The team measured cholesterol levels in 220 patients with ischemic stroke who underwent intravenous thrombolysis within 4.5 hours of symptom onset. In all, 15% of patients died within 3 months of treatment.

As expected, stroke severity, as measured on the National Institutes of Health Stroke Scale (NIHSS), was the most significant determinant of patient survival at 3 months in all multivariate models.
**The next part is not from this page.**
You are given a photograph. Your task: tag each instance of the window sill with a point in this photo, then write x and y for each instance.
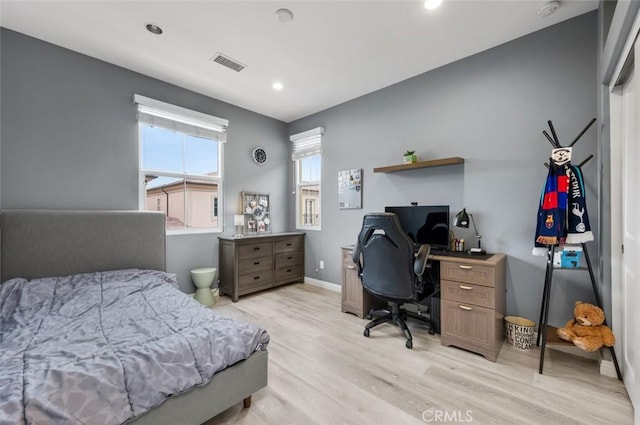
(192, 232)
NIHSS score did not correlate with high-density lipoprotein cholesterol, but correlated inversely with patients' levels of total cholesterol, triglycerides, and low-density lipoprotein cholesterol.

Despite this, total cholesterol levels were significantly inversely associated with survival, and remained so after accounting for stroke severity.

Other lipid measures were not significantly associated with mortality, but for total cholesterol, 3-month mortality fell from 25.7% in the lowest cholesterol tertile (<155 mg/dL; 4.0 mmol/L) to 13.7% in the middle tertile (155-192 mg/dL; 4.0-4.9 mmol/L) and just 5.5% in the highest tertile (>192 mg/dL; 4.9 mmol/L).

"Our study does not allow us to identify the reason why low cholesterol is associated with increased mortality after [ischemic stroke], although we could hypothesize that this is an epiphenomenon or a surrogate marker of poor prognosis rather than an effect related to cholesterol levels," say Roquer et al in the European Journal of Neurology.

However, they note that cholesterol is essential for cell membrane function, and has many other important roles, making it "plausible" that high plasma cholesterol levels could be neuroprotective.